I would like to congratulate Kate Cuthbertson and Elizabeth Swain, the two Tasmanian Scholarship recipients who have joined us here today.
Liz is from Launceston and a former senior executive at Rio Tinto. She is currently on the Board of Ben Lomond Water and a member of its Audit and OHS Committee.
Kate is a barrister based here in Hobart. She’s currently a member of the Anti-Discrimination Tribunal and Mental Health Tribunal, is on the Theatre Royal Management Board, and a board member of Cosmos Incorporate and Contemporary Art Services Tasmania.
As a proud Tasmanian, it’s great to see talented Tassie women as part of a new wave of women knocking on the door of Australian boardrooms.
I’m sure Liz and Kate will make full use of their substantial abilities and the opportunities provided by these scholarships.
Their drive is just what we need in our efforts to eliminate discrimination in the boardroom and in the workplace generally.
I wish you all the very best for your future endeavours.
I would also like to offer my congratulations to the other recipients who have been accepted into the second round of the program.
I am certain you will go on to be key decision makers in your fields, providing our nation with the benefit of your leadership.
Despite some gains, too many Australian women continue to be excluded from major decision-making roles.
These scholarships will allow more women to fulfil their potential, providing Australia and the Australian economy with the benefit of their skills and expertise.

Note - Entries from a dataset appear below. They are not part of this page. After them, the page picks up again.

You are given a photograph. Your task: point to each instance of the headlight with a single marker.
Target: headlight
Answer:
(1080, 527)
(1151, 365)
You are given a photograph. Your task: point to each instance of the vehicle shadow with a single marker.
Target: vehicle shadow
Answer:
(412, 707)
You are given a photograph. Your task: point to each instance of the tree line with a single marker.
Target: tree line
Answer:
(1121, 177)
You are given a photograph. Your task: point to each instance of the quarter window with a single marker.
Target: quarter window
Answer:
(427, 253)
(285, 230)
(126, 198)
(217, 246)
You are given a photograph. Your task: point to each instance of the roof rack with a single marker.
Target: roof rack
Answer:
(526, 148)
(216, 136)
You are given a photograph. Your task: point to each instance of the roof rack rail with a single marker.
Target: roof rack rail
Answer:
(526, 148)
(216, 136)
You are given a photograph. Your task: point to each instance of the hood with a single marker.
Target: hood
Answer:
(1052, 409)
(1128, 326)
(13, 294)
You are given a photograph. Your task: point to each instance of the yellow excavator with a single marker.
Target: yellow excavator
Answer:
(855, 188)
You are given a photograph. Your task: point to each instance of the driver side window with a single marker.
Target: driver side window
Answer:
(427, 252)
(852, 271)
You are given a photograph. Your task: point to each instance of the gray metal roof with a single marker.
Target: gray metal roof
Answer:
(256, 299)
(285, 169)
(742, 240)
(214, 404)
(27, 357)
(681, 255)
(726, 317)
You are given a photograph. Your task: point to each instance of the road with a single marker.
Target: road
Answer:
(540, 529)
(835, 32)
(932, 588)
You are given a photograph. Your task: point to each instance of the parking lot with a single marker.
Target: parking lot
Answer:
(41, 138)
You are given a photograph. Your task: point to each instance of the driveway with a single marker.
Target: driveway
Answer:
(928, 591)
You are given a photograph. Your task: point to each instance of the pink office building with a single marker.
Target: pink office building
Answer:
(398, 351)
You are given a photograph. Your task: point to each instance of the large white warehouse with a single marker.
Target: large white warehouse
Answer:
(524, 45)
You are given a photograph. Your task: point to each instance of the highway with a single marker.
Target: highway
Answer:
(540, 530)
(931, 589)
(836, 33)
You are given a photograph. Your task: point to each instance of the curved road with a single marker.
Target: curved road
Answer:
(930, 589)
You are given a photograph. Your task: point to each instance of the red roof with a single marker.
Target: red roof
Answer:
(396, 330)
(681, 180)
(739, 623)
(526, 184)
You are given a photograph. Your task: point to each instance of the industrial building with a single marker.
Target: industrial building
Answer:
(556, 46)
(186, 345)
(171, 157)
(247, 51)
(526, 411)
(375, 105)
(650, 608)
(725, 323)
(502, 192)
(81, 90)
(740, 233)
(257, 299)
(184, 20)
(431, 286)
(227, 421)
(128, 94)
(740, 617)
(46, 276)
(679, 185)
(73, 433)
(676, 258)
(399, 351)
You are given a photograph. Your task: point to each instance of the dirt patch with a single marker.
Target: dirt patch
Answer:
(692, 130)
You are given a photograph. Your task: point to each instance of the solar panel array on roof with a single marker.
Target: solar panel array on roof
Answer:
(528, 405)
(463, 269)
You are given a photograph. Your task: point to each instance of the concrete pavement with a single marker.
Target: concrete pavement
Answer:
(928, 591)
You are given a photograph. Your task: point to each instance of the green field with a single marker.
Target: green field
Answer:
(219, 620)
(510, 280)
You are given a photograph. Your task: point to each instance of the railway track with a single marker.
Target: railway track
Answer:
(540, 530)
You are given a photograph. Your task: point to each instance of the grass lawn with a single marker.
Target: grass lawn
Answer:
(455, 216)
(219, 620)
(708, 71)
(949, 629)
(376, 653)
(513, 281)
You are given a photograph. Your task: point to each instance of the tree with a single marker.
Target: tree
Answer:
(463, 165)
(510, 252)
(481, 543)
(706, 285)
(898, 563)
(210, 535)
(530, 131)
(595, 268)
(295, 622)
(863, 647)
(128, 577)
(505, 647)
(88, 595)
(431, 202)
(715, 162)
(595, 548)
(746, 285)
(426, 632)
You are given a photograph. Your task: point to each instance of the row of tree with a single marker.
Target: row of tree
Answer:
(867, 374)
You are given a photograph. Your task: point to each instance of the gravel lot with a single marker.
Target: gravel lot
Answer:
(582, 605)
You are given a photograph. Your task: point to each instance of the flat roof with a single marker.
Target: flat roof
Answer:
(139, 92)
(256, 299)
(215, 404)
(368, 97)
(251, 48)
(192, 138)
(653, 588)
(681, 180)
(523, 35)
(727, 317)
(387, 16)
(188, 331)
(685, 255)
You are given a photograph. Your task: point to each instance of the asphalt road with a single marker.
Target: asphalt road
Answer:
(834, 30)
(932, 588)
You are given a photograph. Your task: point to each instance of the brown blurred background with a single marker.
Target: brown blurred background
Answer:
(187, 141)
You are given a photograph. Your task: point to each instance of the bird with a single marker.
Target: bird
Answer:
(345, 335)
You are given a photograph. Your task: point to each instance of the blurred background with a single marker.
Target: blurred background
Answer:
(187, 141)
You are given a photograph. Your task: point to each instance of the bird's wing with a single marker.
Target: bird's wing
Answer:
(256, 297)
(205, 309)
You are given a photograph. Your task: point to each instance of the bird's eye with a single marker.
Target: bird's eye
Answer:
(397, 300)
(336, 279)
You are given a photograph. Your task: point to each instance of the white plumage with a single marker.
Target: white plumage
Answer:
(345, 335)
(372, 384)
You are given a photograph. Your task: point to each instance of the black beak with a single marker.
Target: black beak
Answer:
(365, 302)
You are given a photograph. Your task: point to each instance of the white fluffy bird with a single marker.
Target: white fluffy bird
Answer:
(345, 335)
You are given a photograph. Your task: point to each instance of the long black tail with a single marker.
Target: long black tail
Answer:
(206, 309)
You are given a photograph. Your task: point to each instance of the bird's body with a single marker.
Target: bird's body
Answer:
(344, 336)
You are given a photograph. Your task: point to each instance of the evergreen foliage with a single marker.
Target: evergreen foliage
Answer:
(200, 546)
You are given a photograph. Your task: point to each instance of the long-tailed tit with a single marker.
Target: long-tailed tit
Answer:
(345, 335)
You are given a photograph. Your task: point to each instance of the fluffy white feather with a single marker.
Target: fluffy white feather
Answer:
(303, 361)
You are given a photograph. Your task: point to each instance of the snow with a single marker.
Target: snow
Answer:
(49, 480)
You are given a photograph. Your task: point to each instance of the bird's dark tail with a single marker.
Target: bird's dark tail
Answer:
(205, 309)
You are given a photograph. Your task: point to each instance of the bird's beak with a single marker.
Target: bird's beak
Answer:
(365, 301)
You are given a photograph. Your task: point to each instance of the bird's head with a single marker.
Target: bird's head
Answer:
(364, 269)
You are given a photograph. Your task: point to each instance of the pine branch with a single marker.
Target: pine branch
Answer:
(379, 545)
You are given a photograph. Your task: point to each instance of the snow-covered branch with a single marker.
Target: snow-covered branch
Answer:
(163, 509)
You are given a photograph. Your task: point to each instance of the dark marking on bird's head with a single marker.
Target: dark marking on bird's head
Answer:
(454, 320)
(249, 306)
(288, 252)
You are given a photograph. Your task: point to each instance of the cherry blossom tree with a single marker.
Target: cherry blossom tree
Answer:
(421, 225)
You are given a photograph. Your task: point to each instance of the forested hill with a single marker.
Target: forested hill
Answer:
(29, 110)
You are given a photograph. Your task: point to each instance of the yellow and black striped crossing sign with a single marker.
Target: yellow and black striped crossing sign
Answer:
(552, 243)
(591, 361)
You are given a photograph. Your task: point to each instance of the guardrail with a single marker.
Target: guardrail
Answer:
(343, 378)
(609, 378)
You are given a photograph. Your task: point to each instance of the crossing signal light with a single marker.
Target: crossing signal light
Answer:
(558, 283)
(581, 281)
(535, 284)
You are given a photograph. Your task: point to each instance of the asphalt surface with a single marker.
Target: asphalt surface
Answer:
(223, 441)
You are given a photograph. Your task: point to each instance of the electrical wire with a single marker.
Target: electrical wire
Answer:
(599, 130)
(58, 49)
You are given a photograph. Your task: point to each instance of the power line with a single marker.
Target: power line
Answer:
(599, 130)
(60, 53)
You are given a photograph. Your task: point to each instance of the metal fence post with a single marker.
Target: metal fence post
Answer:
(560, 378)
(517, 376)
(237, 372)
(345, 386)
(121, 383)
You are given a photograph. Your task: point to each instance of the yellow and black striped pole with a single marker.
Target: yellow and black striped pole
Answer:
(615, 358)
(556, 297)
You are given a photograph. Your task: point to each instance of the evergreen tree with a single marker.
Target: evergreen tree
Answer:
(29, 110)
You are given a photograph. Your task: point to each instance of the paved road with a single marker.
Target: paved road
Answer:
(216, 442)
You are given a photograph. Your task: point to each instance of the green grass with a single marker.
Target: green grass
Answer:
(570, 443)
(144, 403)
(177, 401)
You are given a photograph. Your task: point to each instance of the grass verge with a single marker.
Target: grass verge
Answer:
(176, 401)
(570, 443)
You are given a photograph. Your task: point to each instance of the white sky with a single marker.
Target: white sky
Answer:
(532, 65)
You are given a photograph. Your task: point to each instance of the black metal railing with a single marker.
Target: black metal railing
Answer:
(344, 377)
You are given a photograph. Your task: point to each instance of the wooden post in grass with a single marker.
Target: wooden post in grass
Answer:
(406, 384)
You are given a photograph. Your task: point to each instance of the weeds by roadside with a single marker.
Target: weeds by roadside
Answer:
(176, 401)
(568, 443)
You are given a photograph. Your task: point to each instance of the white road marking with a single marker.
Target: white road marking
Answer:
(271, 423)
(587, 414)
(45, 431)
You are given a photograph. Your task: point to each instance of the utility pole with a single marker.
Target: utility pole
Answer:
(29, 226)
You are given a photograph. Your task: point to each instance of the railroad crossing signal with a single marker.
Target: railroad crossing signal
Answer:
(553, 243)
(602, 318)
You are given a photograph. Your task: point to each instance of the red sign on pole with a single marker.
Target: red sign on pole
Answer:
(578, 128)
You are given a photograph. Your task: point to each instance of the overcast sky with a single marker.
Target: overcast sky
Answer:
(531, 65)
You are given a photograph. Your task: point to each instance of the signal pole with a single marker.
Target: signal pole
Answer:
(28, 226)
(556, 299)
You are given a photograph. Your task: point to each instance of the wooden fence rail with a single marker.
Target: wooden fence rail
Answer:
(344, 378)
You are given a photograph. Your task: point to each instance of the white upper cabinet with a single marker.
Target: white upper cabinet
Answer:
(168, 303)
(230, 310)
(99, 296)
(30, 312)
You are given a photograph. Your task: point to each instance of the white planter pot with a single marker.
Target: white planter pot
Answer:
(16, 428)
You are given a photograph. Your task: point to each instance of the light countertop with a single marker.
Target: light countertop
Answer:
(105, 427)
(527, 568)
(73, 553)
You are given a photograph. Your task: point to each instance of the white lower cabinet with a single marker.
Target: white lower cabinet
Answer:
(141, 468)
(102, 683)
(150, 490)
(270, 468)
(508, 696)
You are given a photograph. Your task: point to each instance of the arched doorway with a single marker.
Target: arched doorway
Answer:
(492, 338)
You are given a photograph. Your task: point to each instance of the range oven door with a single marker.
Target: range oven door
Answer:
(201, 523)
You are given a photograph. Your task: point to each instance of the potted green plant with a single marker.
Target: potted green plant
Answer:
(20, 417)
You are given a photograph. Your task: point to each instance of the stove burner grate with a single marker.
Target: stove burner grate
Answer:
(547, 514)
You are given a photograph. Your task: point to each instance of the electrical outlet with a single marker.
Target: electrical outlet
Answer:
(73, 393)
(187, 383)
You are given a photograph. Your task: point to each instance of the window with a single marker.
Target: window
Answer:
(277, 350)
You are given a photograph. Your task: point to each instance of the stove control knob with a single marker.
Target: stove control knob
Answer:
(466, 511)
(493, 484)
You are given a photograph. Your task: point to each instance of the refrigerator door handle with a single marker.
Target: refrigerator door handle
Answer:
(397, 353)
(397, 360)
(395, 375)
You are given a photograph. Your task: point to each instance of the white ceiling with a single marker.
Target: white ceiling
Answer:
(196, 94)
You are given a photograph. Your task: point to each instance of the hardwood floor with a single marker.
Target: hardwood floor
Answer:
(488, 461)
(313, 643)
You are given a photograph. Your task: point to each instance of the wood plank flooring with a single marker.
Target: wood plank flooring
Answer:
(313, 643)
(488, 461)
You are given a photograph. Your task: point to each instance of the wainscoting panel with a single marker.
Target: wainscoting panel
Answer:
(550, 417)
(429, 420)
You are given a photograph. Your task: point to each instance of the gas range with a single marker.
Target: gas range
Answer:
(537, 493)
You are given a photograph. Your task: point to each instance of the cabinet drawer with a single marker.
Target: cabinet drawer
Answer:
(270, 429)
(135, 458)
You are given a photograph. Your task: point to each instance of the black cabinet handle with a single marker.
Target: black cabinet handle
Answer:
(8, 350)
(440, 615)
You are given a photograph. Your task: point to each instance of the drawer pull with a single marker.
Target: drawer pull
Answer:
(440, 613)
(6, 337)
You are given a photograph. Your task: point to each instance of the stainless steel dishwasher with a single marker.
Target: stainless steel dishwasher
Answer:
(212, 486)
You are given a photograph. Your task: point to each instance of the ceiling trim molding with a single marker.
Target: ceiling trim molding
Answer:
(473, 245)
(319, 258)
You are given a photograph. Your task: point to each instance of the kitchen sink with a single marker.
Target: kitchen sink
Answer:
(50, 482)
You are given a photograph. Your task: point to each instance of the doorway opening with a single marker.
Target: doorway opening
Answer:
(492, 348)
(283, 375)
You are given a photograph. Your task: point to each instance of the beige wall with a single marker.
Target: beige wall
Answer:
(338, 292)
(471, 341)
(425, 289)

The Government will continue to strive to ensure all Australians receive a fair dividend and appropriate recognition for their contribution and hard work.
We can achieve change in the composition of boards through cultural change in the workplace, commitment by government and business and through the efforts and example of women such as Liz and Kate.
I would now like to introduce Derris Gillam, Australian Institute of Company Directors’ Tasmanian State President.